The following is a quote from my article on the fall of Saigon (“Bitter Memories: The Fall of Saigon” Atticus Review, February 9, 2016). It describes events during the North Vietnamese attack on Saigon at the end of the Vietnam war.
“Not long before sunset on 28 April, I made a head run. The mammoth Pentagon East [that is, the Defense Attaché Office building on the northern edge of Saigon, which had housed the Military Assistance Command, Vietnam (MACV) until 1973] was in shambles. Light bulbs were burned out, trash and broken furniture littered the halls, and the latrines were filthy and smelled disgusting. I came across men on stepladders running cables through the ceiling. They told me they were wiring the building for complete destruction. ‘Last man out lights the fuse and runs like hell,’ they joked.

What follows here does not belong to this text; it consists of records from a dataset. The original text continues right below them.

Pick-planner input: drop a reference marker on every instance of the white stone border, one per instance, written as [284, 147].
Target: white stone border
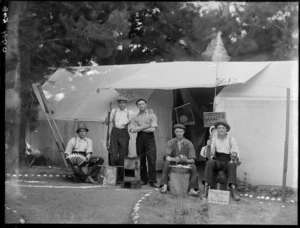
[135, 214]
[21, 220]
[40, 175]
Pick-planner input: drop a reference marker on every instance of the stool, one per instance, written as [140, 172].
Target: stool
[221, 177]
[179, 180]
[131, 178]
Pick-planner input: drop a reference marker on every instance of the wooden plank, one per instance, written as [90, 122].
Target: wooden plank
[286, 143]
[210, 118]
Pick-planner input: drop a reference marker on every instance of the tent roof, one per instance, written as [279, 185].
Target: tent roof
[73, 91]
[175, 75]
[268, 84]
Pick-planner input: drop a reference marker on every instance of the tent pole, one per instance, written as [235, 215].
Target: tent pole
[286, 144]
[214, 106]
[47, 111]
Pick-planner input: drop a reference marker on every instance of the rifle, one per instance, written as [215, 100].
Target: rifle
[107, 137]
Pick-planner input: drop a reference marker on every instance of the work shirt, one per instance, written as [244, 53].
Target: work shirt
[80, 145]
[227, 146]
[121, 118]
[147, 117]
[176, 148]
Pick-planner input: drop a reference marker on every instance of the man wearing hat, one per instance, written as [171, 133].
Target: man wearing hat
[145, 124]
[224, 153]
[180, 150]
[84, 146]
[119, 136]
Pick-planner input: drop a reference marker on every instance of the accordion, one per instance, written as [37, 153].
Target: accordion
[77, 159]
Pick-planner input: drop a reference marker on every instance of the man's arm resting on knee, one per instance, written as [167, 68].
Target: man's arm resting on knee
[139, 128]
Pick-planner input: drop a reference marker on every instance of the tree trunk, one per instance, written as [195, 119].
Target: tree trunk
[12, 90]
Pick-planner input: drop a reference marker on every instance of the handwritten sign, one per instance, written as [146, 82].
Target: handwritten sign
[210, 118]
[218, 196]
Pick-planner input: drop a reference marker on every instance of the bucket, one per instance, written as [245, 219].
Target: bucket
[179, 181]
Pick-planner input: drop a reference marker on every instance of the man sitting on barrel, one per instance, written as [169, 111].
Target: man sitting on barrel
[78, 154]
[223, 154]
[180, 150]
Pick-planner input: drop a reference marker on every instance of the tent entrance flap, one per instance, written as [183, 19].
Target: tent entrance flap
[201, 100]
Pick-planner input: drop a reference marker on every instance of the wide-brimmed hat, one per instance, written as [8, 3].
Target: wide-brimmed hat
[122, 98]
[140, 99]
[181, 126]
[81, 126]
[222, 122]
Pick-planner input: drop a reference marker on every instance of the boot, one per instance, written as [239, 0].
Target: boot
[205, 192]
[234, 194]
[89, 179]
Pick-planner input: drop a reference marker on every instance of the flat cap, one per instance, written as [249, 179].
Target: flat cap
[181, 126]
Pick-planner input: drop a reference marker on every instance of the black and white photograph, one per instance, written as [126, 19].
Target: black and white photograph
[120, 112]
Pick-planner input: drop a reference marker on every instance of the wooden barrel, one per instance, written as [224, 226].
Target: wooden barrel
[179, 180]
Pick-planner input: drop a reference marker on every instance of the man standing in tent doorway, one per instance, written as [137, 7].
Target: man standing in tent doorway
[83, 146]
[119, 136]
[224, 155]
[145, 124]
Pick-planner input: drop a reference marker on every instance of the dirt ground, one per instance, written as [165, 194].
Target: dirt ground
[169, 209]
[61, 200]
[52, 199]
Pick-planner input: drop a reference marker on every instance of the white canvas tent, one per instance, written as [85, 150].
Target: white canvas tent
[83, 94]
[257, 113]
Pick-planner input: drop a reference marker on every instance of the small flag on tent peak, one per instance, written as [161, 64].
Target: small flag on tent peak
[215, 50]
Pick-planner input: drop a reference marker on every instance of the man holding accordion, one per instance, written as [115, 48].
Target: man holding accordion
[78, 154]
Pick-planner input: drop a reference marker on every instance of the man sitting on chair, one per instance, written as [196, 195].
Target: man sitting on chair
[180, 150]
[84, 146]
[224, 155]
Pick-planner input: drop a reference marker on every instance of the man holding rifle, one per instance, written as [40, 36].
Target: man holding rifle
[119, 136]
[145, 124]
[222, 152]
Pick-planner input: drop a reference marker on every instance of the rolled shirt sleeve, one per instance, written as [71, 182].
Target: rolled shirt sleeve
[212, 148]
[112, 114]
[235, 147]
[203, 151]
[168, 150]
[89, 146]
[70, 146]
[154, 121]
[191, 151]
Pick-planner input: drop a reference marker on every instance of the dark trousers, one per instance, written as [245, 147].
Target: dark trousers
[146, 148]
[193, 175]
[221, 162]
[119, 142]
[93, 168]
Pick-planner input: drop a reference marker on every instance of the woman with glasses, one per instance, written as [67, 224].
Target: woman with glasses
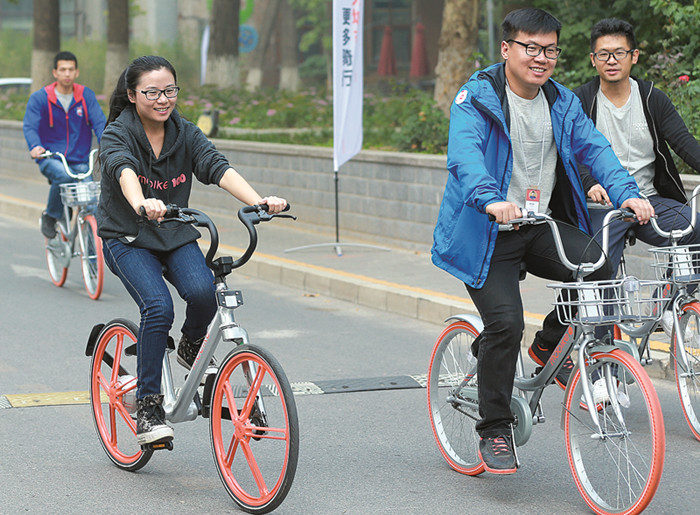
[149, 156]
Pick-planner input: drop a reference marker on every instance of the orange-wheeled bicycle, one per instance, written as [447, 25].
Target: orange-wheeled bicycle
[253, 421]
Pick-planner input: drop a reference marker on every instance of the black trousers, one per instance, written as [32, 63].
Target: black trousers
[501, 309]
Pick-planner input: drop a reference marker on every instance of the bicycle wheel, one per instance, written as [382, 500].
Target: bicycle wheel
[453, 416]
[616, 469]
[113, 394]
[58, 256]
[686, 364]
[91, 258]
[254, 429]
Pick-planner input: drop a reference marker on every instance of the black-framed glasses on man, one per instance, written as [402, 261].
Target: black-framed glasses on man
[154, 94]
[618, 54]
[533, 50]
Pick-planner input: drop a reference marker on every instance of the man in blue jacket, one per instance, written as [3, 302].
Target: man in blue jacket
[61, 118]
[515, 138]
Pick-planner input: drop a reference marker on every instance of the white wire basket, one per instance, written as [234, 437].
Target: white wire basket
[679, 264]
[80, 193]
[627, 300]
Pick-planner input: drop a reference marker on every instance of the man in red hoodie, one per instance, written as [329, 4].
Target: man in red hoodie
[61, 117]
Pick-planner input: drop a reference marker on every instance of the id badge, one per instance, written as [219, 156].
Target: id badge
[532, 200]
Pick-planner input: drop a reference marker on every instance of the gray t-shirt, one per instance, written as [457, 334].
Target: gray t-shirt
[534, 150]
[627, 131]
[65, 100]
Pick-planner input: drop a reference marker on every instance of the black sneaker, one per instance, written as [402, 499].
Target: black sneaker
[541, 356]
[48, 226]
[150, 420]
[187, 351]
[497, 454]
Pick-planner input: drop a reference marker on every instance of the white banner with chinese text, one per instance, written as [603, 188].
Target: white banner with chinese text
[347, 79]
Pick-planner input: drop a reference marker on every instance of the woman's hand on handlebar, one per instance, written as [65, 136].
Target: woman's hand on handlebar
[504, 212]
[275, 204]
[641, 207]
[153, 209]
[598, 195]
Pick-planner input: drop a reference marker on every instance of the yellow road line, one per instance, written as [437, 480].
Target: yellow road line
[26, 400]
[21, 200]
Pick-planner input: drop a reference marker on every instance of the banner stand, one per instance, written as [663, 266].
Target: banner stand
[348, 81]
[337, 245]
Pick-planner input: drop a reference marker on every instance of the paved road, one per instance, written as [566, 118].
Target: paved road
[367, 452]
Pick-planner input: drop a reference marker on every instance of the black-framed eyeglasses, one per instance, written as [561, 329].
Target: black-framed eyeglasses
[533, 50]
[154, 94]
[618, 54]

“I went into the men’s room. I was standing at the urinal when the wall in front of me lunged toward me as if to swat me down, then slapped back into place. The sound of repeated explosions deafened me and nearly knocked me off my feet. Instead of sensibly taking cover, I left the men’s room and went to the closest exit at the end of a hall, unbolted it, and stepped into the shallow area between the western wall of the building and the security fence, a space of maybe ten to fifteen feet, now piled high with sandbags.
“The first thing I noticed was that the throngs of refugees had dispersed—no one was clamoring outside the barrier—presumably frightened away by the explosions. My ears picked up the whine of turbojets. I shaded my eyes from the setting sun and spotted five A-37 Dragonfly fighters circling above the Tan Son Nhat runways. They dove, dropped bombs, and pulled up. The resulting concussions sent me tumbling, but I was on my feet and running before the planes went into their next approach. Back in the office, I found out shortly that renegade pilots who had defected to the Communists were bombing Tan Son Nhat.”
End of quote. Saigon fell to the North Vietnamese the next day, 29 April 1975. I escaped under fire the night of 29 April after the North Vietnamese were already in the streets of the city.
Nguyễn Thành Trung was again part of the air attack force. He was ever thereafter considered a hero by the North Vietnamese. He went on to become a pilot for Vietnam Airlines.
I’d certainly been through air attacks before during my thirteen years on and off in Vietnam, but I’d never before been on the side of those targeted. I hope I never am again.